On Tuesday night, the developer that owns the 1.8-hectare downtown Toronto site, Westbank, and its architect, Vancouver’s Gregory Henriquez, presented their plans at a public open house. While the project’s design is in flux, the plans include several surprises: 1,000 rental apartments, many of them family-sized, and no condominiums for sale; a permanent public market; and retail space largely divided into small units that mimic the scale of existing storefronts on Bloor Street.

[. . .]

The project, which has not yet been submitted to the city for approval, would raze Honest Ed’s. Mr. Henriquez’s office has designed new buildings that form solid street walls along Bloor and Bathurst and along Lennox Street to the south. They would incorporate three towers of 29, 22 and 21 storeys. Behind them would be a low, glass-roofed Mirvish Village Market (selling food and crafts). To the south, two pedestrian-only laneways would cut the block, lined with small retail and live-work spaces filled with the help of the Centre for Social Innovation.

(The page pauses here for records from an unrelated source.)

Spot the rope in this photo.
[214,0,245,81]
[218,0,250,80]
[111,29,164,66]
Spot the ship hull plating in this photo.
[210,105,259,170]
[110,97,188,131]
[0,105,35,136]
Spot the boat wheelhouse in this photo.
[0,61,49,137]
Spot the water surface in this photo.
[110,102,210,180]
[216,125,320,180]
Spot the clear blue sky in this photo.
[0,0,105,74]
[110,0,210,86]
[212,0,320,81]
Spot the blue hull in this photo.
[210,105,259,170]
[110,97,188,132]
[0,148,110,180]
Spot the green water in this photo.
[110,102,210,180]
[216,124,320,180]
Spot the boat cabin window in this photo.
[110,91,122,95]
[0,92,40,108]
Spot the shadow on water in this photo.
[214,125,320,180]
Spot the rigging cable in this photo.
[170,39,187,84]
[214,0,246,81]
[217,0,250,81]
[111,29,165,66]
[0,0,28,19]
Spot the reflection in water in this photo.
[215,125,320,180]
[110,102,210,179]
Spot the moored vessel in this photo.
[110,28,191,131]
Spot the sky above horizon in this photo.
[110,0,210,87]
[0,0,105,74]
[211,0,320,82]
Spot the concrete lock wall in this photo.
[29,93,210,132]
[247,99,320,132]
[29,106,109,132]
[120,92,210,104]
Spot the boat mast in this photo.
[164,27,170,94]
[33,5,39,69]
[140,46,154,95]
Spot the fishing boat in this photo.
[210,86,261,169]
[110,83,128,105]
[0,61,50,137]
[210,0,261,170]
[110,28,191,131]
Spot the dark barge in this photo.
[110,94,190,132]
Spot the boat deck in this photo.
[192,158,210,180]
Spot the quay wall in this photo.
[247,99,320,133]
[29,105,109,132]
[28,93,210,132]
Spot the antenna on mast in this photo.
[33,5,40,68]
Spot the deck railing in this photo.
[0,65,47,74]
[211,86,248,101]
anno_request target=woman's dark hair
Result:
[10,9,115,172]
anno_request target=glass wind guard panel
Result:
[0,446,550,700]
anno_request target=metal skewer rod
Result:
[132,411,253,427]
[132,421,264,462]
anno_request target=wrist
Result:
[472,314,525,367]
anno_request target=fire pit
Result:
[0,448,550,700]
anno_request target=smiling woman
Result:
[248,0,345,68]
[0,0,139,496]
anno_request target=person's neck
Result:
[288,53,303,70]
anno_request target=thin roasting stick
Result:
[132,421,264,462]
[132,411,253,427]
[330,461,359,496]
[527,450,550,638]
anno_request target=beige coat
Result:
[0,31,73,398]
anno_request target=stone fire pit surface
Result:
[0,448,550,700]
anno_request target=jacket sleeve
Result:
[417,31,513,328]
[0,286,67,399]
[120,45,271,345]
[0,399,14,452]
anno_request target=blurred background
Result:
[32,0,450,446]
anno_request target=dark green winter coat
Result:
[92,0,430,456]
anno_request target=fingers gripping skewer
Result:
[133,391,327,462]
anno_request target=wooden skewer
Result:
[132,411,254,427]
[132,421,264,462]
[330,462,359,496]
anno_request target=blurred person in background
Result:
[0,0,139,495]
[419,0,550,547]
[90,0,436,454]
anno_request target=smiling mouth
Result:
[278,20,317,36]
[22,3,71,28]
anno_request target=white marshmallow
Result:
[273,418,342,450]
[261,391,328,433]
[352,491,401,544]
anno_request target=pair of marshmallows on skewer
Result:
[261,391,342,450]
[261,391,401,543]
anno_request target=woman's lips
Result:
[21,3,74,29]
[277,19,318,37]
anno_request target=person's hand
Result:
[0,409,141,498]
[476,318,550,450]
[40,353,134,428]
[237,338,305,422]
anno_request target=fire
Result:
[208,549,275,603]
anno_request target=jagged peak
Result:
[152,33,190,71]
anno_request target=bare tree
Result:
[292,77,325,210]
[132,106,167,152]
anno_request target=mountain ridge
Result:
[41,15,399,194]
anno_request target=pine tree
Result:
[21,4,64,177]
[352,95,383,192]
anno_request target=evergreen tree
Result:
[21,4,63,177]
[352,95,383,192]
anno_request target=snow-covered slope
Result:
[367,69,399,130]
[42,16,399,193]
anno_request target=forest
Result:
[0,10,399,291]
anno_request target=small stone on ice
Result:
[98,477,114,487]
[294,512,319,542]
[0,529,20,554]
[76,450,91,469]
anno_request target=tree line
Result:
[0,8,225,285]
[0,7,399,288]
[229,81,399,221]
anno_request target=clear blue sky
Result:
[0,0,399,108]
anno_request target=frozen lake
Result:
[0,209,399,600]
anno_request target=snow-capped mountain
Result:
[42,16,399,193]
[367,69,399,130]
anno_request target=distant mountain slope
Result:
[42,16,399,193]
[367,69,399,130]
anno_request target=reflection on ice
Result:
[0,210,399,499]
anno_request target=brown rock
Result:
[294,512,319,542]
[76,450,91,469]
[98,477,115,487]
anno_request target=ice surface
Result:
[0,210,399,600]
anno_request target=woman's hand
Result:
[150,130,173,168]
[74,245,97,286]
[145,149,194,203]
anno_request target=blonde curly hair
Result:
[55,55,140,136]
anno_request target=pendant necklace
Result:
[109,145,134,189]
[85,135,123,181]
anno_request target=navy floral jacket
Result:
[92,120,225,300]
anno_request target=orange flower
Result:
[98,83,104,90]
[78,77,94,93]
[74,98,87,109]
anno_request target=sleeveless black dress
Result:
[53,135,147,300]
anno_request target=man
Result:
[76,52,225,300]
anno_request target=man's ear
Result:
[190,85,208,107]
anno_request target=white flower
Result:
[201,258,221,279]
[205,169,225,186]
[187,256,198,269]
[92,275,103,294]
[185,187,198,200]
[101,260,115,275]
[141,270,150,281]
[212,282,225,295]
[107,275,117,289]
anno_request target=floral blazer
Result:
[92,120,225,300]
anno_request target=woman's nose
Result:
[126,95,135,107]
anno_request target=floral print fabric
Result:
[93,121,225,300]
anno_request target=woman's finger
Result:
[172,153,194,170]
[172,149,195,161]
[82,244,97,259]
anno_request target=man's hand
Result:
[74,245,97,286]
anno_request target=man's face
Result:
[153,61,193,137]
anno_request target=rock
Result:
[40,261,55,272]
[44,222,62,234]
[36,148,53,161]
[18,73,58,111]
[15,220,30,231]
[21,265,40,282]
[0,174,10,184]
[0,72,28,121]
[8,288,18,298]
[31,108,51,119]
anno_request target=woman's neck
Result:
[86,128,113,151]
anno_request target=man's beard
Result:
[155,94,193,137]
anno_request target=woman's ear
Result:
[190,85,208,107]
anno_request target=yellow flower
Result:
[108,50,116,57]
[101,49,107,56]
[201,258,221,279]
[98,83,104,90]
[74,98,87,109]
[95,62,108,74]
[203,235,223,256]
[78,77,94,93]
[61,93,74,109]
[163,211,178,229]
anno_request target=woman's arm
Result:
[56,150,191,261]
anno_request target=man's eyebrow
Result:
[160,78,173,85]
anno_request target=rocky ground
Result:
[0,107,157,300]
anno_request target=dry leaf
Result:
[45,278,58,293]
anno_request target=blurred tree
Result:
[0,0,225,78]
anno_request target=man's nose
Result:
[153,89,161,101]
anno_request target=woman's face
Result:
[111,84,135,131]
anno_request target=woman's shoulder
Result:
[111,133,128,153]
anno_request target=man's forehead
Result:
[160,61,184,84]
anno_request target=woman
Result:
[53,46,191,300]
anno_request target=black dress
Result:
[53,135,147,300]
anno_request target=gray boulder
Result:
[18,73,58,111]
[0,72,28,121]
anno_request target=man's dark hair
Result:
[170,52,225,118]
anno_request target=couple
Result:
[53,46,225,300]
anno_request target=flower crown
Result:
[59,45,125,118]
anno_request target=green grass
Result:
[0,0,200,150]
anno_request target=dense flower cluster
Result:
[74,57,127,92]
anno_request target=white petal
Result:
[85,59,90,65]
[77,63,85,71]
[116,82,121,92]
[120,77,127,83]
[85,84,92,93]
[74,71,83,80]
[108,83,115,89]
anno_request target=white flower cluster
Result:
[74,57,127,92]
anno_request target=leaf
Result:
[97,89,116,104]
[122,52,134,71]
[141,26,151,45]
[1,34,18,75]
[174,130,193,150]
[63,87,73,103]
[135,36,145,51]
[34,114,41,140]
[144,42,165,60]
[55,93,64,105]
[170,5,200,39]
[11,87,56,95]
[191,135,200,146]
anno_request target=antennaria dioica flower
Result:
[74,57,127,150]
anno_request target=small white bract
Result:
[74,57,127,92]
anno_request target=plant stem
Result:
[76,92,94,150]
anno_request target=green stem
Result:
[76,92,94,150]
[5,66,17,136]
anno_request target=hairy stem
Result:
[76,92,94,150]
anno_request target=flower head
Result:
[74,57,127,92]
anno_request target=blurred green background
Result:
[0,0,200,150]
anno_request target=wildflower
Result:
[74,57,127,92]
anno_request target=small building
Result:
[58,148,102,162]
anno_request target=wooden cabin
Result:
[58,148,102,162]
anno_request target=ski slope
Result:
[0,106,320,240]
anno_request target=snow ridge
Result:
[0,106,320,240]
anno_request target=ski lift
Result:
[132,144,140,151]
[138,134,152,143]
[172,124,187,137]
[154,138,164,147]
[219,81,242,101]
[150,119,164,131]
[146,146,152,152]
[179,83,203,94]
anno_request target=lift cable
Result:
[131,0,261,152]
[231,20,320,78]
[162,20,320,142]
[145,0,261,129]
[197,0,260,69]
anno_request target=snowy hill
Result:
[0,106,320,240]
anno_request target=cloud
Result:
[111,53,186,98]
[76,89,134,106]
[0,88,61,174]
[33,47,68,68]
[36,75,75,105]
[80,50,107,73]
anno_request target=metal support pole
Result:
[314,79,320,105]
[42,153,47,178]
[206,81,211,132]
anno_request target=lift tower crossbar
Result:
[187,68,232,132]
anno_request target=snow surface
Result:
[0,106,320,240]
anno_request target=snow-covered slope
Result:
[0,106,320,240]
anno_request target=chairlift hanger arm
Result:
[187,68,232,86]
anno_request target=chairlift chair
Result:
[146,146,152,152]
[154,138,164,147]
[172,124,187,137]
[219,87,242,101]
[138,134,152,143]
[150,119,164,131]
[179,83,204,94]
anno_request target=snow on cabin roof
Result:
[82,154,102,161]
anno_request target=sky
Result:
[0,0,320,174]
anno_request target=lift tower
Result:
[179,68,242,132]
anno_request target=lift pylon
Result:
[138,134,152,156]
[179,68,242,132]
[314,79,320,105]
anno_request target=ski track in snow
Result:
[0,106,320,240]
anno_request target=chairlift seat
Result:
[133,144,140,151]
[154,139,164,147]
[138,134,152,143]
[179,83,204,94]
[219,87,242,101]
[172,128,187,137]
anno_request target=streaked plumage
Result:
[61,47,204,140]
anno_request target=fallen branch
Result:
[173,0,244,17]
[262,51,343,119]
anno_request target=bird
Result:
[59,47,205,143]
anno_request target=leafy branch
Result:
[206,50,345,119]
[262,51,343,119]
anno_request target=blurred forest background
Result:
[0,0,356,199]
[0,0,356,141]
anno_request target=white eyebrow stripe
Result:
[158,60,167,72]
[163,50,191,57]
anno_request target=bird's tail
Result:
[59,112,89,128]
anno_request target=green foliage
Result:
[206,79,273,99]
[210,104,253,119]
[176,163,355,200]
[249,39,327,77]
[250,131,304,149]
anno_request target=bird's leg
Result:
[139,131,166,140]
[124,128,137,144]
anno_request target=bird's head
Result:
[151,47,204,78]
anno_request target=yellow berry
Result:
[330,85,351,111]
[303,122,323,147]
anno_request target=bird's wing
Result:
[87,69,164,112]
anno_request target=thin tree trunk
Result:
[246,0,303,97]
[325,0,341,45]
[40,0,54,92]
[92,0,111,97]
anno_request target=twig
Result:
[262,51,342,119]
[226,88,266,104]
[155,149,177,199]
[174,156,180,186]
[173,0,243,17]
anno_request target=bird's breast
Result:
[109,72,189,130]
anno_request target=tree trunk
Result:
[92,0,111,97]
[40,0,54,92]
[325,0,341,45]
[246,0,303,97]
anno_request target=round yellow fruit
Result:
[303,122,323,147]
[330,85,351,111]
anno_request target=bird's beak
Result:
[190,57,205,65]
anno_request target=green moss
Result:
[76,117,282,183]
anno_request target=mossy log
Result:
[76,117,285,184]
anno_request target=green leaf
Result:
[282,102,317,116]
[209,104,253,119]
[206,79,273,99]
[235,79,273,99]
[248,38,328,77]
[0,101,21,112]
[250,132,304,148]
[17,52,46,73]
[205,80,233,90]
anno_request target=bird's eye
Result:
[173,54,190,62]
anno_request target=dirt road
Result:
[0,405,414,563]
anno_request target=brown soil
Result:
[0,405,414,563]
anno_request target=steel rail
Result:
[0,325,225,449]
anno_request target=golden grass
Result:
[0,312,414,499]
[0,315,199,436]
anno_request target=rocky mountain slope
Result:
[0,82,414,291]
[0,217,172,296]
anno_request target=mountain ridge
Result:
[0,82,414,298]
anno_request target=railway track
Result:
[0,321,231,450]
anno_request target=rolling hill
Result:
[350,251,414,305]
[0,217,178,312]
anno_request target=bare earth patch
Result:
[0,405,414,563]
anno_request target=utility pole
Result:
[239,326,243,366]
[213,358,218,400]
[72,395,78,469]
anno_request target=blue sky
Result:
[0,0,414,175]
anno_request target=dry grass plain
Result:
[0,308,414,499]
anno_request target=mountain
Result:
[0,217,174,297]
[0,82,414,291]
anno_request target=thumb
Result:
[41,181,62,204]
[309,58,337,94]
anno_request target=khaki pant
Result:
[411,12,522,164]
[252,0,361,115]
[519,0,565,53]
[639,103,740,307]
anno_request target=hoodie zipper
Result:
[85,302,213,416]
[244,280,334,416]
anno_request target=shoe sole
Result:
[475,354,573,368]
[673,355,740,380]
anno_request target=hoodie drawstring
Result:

The promise of about 1,000 rental apartments is dramatic news. Developers have recently begun building rentals in Toronto again. According to a report from the Canada Mortgage and Housing Corp, about 1,100 were built in the region from 2013 to 2014. This would add 1,000 in one place – and Westbank promises half will be two-, three- or four-bedroom units.

The plan would leave intact most of the houses and small commercial buildings on Markham Street. These would become destination restaurants, expanded discreetly and served by a bike valet service that connects to an underground bicycle shop and service area. Ms. Rosenberg imagines Markham Street with one consistent swath of paving, integrating the road and sidewalk and with an 11-metre space for patios. (Her firm has three ideas for what it would look like, including one inspired by the crooked floors of Honest Ed’s and the colour-field painting David Mirvish showed at his gallery on Markham Street in the 1970s.)